Although Fullerton College doesn’t have much crime, it’s alarming for women to find reports of a forcible sex offense, fondling, domestic violence and sexual assault on or near campus on the Clery Annual Security Report. Although the majority of crimes on campus are burglary, motor vehicle theft and aggravated assault, crimes against women are still unsettling.
Thirty-five percent of women over the globe have experienced physical or sexual violence from either a partner or non-partner at some point in their lifetime, according to the World Health Organization (WHO).
Thirty-five percent sounds alarming, doesn’t it?

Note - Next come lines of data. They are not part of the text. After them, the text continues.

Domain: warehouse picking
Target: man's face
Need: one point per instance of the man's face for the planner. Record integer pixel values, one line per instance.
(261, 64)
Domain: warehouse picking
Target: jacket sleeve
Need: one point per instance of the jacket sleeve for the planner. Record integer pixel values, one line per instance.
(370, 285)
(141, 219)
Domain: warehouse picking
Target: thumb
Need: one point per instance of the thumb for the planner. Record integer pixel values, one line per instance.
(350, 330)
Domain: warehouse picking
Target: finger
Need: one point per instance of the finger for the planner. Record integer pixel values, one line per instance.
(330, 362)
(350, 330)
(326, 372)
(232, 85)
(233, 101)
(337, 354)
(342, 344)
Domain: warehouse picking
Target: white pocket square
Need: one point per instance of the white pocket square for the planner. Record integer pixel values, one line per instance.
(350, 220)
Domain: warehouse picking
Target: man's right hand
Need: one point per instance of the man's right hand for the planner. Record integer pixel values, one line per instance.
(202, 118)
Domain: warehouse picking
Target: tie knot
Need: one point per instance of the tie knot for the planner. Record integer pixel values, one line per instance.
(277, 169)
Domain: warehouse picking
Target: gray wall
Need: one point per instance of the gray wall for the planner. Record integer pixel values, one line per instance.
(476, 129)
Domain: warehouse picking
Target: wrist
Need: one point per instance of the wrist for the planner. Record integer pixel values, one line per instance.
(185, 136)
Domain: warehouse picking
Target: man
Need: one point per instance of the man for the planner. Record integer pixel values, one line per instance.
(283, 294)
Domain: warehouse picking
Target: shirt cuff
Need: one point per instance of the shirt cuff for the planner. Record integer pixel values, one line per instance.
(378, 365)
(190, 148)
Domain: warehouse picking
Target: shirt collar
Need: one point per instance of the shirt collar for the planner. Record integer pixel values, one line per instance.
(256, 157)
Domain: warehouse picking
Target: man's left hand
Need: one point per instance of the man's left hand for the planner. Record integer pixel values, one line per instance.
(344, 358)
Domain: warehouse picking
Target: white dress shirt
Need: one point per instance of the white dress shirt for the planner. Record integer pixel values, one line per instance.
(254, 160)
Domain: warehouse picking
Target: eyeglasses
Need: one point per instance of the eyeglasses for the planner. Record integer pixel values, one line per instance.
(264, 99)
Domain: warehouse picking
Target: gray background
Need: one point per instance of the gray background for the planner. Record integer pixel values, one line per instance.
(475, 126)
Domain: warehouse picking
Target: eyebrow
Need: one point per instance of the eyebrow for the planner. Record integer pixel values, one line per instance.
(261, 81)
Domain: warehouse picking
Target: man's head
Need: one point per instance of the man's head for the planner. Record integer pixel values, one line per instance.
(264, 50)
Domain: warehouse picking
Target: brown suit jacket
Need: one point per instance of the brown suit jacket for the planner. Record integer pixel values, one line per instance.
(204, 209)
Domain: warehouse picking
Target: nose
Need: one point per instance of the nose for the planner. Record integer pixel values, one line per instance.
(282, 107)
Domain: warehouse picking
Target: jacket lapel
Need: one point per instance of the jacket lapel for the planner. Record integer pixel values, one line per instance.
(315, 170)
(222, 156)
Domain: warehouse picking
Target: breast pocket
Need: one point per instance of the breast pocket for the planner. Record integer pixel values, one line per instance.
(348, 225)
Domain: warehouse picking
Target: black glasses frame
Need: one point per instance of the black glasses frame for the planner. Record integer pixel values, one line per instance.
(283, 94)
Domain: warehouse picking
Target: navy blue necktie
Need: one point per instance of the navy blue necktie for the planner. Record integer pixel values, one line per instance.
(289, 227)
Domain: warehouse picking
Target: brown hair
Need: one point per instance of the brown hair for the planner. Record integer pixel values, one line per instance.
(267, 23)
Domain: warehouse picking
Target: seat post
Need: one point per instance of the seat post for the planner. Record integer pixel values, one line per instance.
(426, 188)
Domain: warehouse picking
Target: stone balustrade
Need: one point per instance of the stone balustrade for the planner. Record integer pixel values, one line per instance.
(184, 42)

The National Coalition Against Domestic Violence included in a state-by-state report that 40 percent of California women experience physical intimate partner violence in their lifetime. If that isn’t scary enough, they also reported that a forcible rape happens every 56 minutes in California.
The most at-risk age group for these occurrences are those of college age (18-24 years old).
The statistics are daunting…and sickening.
When you discover these facts as a young woman, it’s easy to become paranoid, knowing a woman is assaulted or beaten every nine seconds in the United States as you hurriedly walk to your car late at night tightly clutching your keys.
Luckily, campus safety is available 24/7 at FC.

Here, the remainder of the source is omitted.